Si je n'étais pas un personnage principal, peut-être pouvait-il me rester un rôle de sidekick aux côtés de ma meilleure amie. Je pris quelques gâteaux dans un sac pour la soirée et fermait la porte de chez moi. Je descendis les escaliers de mon immeuble sans trop me presser, je préférais prendre mon temps. Sur le chemin de chez Emily je réfléchissais, encore. Je ne pouvais pas empêcher mes pensées de divaguer. Je me demandais comment allait être mon futur, est-ce que je voulais déjà d'un futur. Pendant que je divaguais je continuai ma marche vers ma destination, n regardant pas trop où j'allais et je n'entendis pas le klaxon de la voiture qui me fonçait dessus.

"Attention !", hurla Emily.

Au dernier moment, sa voix m'arracha de mes pensées et je pus sauter sur le trottoir.

"Eh bien", pouffa-t-elle, "C'est pas passé loin.
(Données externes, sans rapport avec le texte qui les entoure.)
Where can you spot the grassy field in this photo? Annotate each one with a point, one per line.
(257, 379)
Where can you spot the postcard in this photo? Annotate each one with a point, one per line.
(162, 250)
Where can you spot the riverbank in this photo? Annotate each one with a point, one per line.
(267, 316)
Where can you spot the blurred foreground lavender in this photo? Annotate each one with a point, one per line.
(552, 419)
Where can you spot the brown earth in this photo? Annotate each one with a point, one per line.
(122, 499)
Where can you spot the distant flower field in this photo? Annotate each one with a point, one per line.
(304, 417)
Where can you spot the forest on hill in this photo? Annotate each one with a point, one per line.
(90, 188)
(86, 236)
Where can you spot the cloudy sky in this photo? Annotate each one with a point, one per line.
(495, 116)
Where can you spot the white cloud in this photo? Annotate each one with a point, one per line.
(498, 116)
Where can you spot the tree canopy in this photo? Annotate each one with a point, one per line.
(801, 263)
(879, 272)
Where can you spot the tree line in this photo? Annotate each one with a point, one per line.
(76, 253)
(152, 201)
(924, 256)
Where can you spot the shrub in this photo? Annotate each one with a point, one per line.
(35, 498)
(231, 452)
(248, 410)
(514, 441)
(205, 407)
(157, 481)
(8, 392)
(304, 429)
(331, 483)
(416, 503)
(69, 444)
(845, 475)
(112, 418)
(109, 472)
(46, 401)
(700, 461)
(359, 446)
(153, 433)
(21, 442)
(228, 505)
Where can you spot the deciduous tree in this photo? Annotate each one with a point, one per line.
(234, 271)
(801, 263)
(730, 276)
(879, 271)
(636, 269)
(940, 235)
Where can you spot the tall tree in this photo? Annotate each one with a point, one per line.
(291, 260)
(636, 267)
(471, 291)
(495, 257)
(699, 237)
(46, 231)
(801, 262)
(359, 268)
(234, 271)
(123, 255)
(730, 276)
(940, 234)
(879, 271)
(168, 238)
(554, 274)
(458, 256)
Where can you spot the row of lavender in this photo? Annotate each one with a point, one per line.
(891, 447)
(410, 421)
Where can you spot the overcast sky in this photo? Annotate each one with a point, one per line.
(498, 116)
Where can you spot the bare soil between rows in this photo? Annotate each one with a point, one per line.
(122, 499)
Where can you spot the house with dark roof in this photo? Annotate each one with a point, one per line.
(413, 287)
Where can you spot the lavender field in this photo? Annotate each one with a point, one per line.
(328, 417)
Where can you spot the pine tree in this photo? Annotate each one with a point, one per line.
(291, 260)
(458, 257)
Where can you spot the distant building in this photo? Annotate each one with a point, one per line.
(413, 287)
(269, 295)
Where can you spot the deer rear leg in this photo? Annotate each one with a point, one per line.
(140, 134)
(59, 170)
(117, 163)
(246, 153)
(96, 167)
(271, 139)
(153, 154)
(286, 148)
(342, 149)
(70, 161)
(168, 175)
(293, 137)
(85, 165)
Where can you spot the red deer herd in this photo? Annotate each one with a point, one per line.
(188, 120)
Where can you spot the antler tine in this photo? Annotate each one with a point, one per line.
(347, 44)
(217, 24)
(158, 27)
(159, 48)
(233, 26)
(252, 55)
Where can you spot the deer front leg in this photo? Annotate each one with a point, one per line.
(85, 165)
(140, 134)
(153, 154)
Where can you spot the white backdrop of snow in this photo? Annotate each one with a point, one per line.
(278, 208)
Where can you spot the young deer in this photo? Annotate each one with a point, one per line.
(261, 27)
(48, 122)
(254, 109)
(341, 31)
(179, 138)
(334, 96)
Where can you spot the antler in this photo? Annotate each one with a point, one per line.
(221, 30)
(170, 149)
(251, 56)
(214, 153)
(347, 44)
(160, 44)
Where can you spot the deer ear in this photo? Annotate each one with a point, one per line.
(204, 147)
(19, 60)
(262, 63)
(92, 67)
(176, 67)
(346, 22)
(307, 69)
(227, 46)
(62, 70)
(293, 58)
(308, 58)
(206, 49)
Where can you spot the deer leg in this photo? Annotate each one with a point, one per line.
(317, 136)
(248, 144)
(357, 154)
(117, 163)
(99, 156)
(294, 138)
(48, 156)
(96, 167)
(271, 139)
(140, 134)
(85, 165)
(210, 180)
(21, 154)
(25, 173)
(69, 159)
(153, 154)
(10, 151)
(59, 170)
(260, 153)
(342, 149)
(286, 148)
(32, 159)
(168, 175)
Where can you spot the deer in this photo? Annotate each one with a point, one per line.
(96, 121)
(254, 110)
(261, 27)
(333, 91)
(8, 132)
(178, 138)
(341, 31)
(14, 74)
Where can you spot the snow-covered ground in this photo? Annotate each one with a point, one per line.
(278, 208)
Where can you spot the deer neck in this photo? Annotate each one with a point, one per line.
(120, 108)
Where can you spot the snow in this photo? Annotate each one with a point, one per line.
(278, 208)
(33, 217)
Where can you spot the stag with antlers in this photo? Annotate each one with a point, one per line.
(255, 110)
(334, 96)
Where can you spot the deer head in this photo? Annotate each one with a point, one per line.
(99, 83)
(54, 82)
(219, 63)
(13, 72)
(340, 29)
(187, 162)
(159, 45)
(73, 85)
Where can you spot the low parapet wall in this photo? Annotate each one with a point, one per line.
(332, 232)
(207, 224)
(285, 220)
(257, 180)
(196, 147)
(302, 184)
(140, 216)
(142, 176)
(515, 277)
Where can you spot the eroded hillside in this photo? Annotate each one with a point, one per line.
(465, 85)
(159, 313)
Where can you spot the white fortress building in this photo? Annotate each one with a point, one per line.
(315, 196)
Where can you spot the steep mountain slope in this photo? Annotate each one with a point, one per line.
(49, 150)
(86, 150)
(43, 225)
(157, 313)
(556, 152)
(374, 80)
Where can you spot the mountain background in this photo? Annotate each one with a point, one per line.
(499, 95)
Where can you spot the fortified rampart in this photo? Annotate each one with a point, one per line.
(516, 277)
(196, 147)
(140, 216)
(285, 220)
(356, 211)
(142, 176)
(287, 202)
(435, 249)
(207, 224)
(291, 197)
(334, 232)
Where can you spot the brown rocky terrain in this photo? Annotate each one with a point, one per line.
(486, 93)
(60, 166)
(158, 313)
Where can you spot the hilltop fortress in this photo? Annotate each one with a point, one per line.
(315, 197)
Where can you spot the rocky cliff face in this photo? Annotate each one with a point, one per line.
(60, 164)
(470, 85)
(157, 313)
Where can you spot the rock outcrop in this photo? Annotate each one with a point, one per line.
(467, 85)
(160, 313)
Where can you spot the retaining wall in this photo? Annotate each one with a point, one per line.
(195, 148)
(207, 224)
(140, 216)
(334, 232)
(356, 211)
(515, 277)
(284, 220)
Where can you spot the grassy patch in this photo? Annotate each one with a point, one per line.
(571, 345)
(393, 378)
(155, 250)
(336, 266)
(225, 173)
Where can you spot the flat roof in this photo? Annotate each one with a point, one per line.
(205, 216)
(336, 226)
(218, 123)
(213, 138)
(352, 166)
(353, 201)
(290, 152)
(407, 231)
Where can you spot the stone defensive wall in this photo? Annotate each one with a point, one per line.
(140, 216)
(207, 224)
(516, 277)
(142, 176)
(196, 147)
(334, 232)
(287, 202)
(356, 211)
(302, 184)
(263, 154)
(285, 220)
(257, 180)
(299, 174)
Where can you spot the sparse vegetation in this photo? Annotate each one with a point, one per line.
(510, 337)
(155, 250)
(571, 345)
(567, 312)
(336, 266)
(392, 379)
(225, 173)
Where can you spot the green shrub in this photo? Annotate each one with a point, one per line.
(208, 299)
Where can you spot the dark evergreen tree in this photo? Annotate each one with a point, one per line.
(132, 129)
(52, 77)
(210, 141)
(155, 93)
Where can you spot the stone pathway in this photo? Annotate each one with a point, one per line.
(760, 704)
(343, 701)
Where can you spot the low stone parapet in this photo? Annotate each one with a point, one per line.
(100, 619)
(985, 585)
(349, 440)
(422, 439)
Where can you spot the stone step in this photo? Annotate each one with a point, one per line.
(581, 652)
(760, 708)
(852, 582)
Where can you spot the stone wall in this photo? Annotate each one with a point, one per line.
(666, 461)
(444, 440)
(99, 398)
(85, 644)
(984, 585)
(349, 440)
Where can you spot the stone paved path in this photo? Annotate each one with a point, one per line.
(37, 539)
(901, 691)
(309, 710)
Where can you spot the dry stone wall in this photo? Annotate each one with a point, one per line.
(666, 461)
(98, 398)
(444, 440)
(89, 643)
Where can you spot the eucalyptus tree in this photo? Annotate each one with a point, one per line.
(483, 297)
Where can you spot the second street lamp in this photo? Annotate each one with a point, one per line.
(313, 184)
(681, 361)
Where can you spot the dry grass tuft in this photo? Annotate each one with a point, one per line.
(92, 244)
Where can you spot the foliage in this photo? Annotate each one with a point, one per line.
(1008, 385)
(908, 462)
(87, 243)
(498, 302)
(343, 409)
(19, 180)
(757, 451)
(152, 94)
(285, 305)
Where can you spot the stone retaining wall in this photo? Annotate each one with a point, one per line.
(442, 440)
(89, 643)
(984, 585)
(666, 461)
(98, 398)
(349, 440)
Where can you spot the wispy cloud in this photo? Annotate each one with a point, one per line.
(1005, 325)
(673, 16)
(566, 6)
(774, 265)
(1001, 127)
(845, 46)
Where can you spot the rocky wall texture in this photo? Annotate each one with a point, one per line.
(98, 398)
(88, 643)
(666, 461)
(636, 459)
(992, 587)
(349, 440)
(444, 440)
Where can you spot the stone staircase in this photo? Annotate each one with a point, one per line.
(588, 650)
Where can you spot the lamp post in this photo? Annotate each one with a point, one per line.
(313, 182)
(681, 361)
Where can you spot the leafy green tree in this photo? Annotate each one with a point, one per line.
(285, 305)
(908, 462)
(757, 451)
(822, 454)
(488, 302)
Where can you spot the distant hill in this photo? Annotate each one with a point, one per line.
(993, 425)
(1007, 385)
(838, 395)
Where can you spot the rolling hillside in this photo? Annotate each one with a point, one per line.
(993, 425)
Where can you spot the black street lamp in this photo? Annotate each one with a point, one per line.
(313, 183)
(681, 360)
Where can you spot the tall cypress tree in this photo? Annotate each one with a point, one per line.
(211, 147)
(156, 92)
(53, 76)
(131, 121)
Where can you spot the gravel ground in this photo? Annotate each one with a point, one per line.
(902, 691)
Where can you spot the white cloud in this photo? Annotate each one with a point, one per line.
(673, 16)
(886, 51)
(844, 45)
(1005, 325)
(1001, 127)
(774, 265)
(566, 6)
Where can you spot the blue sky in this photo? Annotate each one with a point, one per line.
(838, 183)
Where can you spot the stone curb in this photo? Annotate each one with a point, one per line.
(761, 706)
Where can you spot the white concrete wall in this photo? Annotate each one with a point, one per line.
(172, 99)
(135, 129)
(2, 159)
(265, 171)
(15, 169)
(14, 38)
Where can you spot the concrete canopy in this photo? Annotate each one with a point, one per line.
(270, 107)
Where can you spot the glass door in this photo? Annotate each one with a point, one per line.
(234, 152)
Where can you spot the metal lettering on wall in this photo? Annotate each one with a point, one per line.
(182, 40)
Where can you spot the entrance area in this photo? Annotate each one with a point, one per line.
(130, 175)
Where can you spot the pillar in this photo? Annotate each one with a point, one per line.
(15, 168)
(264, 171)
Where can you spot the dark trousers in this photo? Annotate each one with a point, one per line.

T'as failli louper la soirée."

Je pouffai un soupir.

"Oui, ç'aurait été dommage de louper ça."

"Allez, on rentre !", s'exclama-t-elle.

Je hochai la tête et voulu la suivre quand quelqu'un me rentra dedans, ce qui me fit perdre légèrement l'équilibre. Ça aurait pu être tout mais en me rattrapant je marchai sur mon lacet. Je m'étalai à plat ventre sur la largeur du trottoir. Et je ne vis pas le 38 tonnes qui percuta mon crâne de plein fouet alors que mes dernières pensées allèrent vers Emily.